I don’t want to scare people. I’m not saying you wouldn’t be able to avail yourself a reasonable cause. It’s an IRA. Clearly you’re not willfully trying to evade taxes but the IRS will find you because these foreign institutions will report you. They have to. If they want to be part Swift and be part of the global financial system, they’re going to need to comply and the IRS, the US government has the force and ability to strong arm the financial institutions. They did it in Switzerland. They did it in South America, done it all over the world for the last 30 years and they’re not messing around. So, just be super cautious; not a complicated form, something to be worried about. If you’re not doing anything wrong but, report it, and just not worth really fighting this ruling you may not agree with it. It’s just an area of compliance that we need to deal with.
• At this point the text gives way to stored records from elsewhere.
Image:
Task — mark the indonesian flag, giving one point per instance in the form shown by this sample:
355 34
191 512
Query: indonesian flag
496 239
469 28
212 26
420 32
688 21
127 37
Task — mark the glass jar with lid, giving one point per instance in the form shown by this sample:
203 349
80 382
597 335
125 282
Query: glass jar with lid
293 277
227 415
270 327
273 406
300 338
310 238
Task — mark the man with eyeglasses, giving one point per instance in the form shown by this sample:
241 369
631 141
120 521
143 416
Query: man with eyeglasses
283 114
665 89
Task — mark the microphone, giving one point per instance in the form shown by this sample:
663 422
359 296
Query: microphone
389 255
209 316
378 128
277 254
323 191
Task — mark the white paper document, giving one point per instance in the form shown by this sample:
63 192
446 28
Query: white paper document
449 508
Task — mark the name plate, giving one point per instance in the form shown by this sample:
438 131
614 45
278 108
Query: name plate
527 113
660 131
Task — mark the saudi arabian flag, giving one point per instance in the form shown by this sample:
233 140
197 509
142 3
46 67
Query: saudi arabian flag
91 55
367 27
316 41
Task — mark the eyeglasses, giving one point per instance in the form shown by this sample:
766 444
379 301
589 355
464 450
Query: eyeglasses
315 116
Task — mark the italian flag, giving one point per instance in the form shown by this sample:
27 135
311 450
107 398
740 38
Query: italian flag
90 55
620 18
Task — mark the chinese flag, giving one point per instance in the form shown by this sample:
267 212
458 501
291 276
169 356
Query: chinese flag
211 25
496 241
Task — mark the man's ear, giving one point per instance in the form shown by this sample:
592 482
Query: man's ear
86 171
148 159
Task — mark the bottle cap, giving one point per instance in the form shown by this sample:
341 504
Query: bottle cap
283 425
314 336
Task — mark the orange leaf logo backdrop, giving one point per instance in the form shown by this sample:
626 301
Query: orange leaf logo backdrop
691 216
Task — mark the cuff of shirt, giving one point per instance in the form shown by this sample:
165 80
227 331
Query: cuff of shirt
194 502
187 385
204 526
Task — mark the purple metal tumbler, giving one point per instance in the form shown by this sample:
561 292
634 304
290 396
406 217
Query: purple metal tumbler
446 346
So again, any direct investment in an IRA or 401(k), you’re good; no FBAR, no 8938. But, if it’s owned through a single member LLC or a partnership or whatever, a  trust, you probably are going to need to file the FBAR and the 8938, unless an exception is satisfied.

So there you go. Thank you for listening to this podcast. If you’re watching on YouTube thank you. I appreciate the support. I know it’s kind of not such an enjoyable topic but I really wanted to get it out there before April 18 to give people a chance. If they’re in this kind of compliance zone and they feel they may need to comply with FBARs. At least get an exemption, I should say an extension and see if you can satisfy an exception but, if you don’t, you want to file it. It’s not worth the risk of accumulating penalties and getting on the bad and angry side of the Internal Revenue Service.

So, thank you for listening! Thanks for watching and have a great rest of your week and take care of yourself!